During our fifth year in Jerusalem, I was faced with a dilemma: where to give birth to our third child. In London, where my two older children were born and where my husband wanted me to go? In Bethlehem, because my friends recommended the Holy Family Hospital there? Or in Jerusalem, where I had met a Jewish orthodox obstetrician I really liked?
I tried not to rule out Bethlehem. Many of our expatriate friends—journalists and diplomats—went to Palestinian cities to deliver their babies to avoid probable future difficulties for their work life in the Middle East. I went to see the hospital in Bethlehem. It had a beautiful setting, amid lovely gardens, and a state-of-the-art neonatal unit. The delivery rooms were spacious and airy with a view of the primordial hills. But it sounded so clichéd. Born in Bethlehem. Implicated in too much compassion and sacrifice. A birth loaded with expectations.
Given that Bethlehem had one of the highest birth rates in Palestine, the land should have been inundated by now with hundreds of thousands of compassionate Apostles. If only forgiveness had been the core value of this place, peace would have flourished in the hills around Jesus’s birthplace, rather than outposts of hate. I could not help my eye being drawn to the ugly architecture of the Israeli settlements that dotted the landscape around Bethlehem. It was too ominous a place to give birth.

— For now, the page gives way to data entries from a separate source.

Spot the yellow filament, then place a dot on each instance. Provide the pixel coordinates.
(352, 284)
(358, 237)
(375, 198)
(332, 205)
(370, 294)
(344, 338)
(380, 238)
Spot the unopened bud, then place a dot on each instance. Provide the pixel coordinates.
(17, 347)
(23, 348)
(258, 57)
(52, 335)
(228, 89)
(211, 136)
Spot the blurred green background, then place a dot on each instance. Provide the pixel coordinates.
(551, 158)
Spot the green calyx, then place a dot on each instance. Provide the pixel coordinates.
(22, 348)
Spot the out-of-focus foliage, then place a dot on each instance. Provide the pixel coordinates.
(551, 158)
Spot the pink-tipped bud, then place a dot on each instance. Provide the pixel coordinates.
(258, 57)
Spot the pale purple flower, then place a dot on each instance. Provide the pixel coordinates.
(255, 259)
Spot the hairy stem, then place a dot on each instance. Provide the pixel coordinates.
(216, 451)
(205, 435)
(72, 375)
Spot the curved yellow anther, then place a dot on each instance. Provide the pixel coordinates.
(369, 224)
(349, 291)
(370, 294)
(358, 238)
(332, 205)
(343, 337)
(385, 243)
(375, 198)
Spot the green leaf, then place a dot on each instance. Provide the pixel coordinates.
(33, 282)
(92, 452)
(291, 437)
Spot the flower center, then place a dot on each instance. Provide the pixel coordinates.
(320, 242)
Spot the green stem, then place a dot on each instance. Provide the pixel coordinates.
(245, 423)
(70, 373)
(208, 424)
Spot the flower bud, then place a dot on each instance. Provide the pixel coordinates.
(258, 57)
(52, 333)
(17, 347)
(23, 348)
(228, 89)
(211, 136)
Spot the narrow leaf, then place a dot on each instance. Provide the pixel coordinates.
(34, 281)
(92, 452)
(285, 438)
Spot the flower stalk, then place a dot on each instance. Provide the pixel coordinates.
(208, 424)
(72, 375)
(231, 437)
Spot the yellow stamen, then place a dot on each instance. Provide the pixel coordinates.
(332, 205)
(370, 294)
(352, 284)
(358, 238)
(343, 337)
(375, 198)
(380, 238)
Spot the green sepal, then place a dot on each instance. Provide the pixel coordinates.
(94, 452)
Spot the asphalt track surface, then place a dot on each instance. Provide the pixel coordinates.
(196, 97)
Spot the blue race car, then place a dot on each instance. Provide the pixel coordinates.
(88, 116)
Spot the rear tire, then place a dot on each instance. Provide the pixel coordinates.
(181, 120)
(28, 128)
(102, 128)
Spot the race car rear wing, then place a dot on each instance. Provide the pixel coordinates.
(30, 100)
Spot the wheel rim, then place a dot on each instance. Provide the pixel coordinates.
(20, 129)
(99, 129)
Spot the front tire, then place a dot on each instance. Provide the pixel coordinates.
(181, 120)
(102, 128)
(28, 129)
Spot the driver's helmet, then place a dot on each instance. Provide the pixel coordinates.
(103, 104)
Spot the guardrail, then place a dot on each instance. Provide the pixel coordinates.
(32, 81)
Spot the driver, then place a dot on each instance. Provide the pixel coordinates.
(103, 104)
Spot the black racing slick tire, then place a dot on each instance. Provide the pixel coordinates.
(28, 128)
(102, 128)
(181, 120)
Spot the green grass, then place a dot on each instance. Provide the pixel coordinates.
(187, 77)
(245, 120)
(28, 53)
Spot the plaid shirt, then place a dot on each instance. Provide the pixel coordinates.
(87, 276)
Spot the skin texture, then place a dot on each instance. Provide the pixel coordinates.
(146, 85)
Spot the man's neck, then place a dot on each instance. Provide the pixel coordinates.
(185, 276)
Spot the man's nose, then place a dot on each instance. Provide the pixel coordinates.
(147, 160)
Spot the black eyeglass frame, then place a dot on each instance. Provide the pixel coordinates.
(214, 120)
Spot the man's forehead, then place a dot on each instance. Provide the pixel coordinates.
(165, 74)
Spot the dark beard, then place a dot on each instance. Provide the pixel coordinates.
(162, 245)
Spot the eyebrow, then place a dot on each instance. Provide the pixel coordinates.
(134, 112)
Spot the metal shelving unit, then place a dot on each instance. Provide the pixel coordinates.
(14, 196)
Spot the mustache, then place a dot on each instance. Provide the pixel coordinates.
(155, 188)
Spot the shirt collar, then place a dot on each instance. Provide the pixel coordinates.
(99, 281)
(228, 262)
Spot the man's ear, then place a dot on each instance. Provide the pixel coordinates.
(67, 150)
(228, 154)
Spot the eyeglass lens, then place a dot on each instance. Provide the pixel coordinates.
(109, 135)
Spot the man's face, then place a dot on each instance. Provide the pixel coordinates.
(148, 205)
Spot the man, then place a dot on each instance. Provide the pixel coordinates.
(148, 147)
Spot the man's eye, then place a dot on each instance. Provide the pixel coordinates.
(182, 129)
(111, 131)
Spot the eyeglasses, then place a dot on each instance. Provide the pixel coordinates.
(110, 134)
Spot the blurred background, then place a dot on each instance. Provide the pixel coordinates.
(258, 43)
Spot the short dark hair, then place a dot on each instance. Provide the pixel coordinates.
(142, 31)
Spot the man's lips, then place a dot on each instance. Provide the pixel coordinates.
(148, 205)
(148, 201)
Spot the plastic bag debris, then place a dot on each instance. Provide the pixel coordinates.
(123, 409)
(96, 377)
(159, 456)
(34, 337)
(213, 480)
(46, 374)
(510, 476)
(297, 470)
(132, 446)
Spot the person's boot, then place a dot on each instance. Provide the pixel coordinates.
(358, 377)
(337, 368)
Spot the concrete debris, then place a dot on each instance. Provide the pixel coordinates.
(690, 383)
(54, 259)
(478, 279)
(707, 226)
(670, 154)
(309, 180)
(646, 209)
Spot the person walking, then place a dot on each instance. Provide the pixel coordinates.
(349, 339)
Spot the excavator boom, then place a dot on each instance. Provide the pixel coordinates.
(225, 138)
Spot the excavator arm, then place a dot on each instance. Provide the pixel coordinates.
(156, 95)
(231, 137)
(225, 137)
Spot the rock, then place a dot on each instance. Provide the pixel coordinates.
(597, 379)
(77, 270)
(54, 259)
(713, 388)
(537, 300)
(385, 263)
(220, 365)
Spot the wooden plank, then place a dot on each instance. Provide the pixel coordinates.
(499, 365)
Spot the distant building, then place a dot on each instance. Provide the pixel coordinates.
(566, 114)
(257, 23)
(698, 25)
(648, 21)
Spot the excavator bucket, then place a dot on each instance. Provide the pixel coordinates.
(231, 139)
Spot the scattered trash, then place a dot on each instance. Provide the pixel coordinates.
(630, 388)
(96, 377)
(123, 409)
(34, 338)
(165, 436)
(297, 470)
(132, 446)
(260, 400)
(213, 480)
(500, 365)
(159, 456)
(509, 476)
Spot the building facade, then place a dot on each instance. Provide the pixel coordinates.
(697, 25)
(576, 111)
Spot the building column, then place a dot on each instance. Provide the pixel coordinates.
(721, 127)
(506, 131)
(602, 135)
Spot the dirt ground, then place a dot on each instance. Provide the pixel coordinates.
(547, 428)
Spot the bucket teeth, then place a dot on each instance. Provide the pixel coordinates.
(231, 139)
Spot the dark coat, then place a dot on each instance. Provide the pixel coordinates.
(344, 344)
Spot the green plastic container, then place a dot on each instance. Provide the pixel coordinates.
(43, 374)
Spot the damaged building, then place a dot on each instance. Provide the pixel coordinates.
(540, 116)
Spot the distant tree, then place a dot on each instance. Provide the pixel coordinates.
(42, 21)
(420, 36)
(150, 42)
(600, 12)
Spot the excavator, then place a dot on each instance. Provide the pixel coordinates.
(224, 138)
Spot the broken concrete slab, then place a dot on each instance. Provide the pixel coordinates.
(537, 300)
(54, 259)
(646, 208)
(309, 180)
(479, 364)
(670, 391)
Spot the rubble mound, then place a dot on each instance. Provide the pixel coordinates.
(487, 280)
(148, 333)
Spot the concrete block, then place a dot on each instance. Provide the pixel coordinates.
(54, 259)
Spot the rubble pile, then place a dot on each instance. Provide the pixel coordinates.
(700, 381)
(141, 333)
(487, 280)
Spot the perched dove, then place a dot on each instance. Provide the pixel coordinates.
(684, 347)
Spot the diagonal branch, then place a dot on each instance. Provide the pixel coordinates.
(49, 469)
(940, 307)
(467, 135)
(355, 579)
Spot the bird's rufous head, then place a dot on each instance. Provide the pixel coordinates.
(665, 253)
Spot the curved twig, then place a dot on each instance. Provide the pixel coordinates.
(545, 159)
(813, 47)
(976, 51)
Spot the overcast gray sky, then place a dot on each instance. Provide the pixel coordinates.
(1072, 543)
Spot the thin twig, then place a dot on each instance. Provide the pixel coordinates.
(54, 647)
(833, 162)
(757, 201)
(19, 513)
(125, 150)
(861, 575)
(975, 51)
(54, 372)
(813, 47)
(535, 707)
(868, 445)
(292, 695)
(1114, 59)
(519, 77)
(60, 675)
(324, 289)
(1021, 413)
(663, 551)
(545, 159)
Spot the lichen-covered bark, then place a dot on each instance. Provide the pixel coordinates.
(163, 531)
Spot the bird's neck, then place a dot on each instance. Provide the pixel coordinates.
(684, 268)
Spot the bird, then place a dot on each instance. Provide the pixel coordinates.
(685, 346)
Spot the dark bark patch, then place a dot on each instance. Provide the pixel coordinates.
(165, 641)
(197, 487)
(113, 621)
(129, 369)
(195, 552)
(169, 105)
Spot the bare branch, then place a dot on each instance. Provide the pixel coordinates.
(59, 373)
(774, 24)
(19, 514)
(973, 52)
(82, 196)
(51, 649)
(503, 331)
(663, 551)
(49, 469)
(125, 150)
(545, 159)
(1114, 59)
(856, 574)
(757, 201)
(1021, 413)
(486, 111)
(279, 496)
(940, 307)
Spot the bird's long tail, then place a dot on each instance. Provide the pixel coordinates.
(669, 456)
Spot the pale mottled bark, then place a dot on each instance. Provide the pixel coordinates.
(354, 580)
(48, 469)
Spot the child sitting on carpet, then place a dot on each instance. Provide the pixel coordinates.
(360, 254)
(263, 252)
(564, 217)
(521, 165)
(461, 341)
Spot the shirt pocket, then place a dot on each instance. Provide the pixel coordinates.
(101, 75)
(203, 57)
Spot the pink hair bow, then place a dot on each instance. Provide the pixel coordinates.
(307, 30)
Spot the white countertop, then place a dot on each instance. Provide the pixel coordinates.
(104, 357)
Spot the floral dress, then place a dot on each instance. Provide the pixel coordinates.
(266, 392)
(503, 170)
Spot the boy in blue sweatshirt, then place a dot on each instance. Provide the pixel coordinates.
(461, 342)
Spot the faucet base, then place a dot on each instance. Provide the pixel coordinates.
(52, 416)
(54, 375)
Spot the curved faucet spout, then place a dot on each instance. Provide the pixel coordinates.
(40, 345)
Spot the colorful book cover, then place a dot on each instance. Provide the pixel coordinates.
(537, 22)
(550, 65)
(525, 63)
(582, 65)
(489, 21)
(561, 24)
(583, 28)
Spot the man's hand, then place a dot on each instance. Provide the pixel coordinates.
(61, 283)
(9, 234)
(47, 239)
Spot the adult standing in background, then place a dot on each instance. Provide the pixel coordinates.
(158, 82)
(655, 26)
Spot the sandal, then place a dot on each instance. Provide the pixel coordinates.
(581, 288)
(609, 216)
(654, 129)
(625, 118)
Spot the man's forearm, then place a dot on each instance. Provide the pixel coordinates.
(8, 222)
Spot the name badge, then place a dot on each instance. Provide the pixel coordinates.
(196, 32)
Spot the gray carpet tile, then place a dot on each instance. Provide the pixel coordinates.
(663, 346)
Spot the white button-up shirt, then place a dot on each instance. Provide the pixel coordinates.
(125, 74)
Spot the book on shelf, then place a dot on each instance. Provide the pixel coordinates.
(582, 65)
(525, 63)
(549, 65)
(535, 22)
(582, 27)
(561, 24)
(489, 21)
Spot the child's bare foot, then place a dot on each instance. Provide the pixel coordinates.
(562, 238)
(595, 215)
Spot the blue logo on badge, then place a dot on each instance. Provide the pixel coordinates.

I carried on seeing my doctor, who traveled from his home in a Jewish settlement in the West Bank to his practice in Jerusalem’s ultra-orthodox neighborhood of Mea Shearim.
“How can you compromise your politics by seeing a settler doctor?
Don’t you think you are implicitly supporting the Israeli occupation?” said Leo, my husband, an expert on Middle East affairs.
“It’s up to the mother of the baby to decide where she feels comfortable to give birth,” I replied.